What was going on? Odd-Roar was awakened by the sound of a slide coming from above. When the first ice blocks hit the portaledge, he threw himself into the wall, half on top of Ole, covering his head as best he could. A few anxious seconds later it was quiet again. A large block of ice had come through the fabric. Later he heard the story of “the last kiss” from Henki, 100m below. He and Sigurd had thought their last hour had come, and in the chaos made an intimate farewell. Before long they were all laughing, but the camp that they felt so sure was safe no longer seemed comfortable. They’d placed it at the lowest ledge on Nafees Cap, the large granite tower below K7. It was partially hidden under overhangs, though now they realized these were not as large as they’d imagined.

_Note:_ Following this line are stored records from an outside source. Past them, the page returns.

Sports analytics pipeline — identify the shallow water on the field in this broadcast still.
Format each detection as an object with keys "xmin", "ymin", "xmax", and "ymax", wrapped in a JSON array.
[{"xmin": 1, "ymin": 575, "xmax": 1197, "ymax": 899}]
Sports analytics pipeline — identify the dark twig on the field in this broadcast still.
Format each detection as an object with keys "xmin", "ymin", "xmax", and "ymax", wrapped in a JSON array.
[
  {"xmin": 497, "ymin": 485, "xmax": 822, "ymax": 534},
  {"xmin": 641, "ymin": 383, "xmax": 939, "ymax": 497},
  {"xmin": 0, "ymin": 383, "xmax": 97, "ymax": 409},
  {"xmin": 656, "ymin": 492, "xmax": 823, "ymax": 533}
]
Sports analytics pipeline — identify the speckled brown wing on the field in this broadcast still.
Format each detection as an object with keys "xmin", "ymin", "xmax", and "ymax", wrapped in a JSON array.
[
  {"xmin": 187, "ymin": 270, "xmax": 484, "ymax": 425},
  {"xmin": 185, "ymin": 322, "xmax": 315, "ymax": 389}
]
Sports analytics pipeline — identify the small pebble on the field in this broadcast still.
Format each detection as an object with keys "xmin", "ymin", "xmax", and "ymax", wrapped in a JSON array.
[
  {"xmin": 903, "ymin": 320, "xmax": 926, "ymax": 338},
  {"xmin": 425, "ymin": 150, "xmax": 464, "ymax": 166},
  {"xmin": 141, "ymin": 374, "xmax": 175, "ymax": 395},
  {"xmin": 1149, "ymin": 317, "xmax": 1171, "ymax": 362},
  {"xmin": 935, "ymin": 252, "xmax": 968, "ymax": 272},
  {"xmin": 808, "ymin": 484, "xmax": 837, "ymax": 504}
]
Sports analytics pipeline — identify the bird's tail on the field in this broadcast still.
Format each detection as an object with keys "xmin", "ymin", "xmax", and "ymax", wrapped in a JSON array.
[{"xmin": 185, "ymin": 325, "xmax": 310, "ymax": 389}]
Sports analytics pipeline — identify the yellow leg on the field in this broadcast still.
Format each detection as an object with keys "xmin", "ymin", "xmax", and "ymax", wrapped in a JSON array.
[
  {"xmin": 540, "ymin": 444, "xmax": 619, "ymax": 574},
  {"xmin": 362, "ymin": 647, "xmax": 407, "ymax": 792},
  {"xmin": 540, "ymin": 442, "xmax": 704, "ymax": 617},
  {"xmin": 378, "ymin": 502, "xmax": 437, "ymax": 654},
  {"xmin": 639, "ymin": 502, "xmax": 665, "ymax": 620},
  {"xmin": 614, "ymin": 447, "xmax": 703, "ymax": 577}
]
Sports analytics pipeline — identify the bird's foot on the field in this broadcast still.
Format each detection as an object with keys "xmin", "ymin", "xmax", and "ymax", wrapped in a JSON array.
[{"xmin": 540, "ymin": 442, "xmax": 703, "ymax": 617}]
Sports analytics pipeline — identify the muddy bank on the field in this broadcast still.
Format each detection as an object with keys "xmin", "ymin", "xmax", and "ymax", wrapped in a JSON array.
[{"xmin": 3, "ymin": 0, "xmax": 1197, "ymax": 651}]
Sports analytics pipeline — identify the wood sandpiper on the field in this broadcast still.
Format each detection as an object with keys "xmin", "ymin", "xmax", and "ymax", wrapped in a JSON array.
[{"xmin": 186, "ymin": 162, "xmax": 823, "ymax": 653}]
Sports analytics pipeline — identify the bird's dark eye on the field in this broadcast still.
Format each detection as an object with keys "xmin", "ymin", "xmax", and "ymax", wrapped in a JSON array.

It was September, and Norwegians Henki Flatlandsmo, Sigurd Felde, Ole Ivar Lied, Jarle Kalland, Sindre Saether, and Odd-Roar Wiik were in the Karakoram, which only Felde had visited previously. With porters they had moved their gear from base camp to the foot of 900m-high Nafees Cap, fixing ropes to assist load carrying on difficult sections. This approach was hot and tiring and paradoxically coincided with the best weather of the trip, when ideal conditions would have been overcast and cold. Flatlandsmo, Felde, Lied, and Wiik worked on the large corner system attempted a number of years ago by Germans, while Kalland and Saether followed a line more to the right. The left-hand route gave nice aid, mostly A1-A2. The climbing was varied, needing everything from beaks to large cams, one pitch requiring Wiik to leapfrog Big Bros. However, cracks were filled with soil and vegetation. After climbing six pitches they placed their first portaledge camp 250m above the snow. Halfway up the wall they passed the German high point and continued up right, whereas in hindsight left would have been better. Their second camp was in an open dihedral and vulnerable to anything falling from above.
The weather became colder and more unstable, with rain every day. After 20 days and 22 pitches, up to A3, the four reached the top of the wall at midnight in a snowstorm. The gentle rock ridge to the summit was a non-issue, and they immediately began their descent. Rappelling proved demanding with four people hanging on each stance, sorting gear, surrounded by darkness and falling snow. However, by 5 a.m. they were back at the portaledges. Next day Ole removed four of the five ropes fixed above the camp, one having to be abandoned, as it was encased in ice and impossible to free.
After a day of sitting out the storm, they received a message over the satellite phone that the weather would be good the next day but bad again the day after, making getting off the wall the next day a priority. It was covered with ice, which peeled off in the sun and bombarded the climbers during their descent, but that night they reached base camp with most of their equipment.
Kalland and Saether spent six days on their line, climbing 20 pitches up to 5.11d and A2. The route, which involved many off-widths and chimneys that made hauling difficult, lay between the first Norwegian route and Naughty Daddies (630m, 5.12 or 7b, Adrian Laing-Jon Sedon, 2009, not to summit). The first route to climb Nafees Cap, following the right edge of the wall, was Ledgeway to Heaven, put up in 2007 by Nico and Olivier Favresse, Adam Pustelnik, and Sean Villanueva (1,300m of climbing, 28 pitches, 5.12+). These four named the spire after their local guide/cook.
The Norwegians had a great if exhausting trip and to quote Wiik: “One thing for sure, I’m going back to Pakistan—a wonderful country with wonderful people, no matter what kind of impression the media and others may give.”
Editor’s Note: Earlier in the summer Willi Oppenheim, Jake Tipton, and Ben Ventor, climbing in alpine style, got 14 pitches up a line to the left of the Norwegian four-man route. They made two bivouacs on ledges but retreated in heavy snowfall on their third day. On a previous attempt, this time in capsule style (and including a fourth member, Josh Beckner), they spent 10 days on the wall in mostly bad weather, making slow progress through heavy snowfall, before bailing a few hundred meters above the glacier.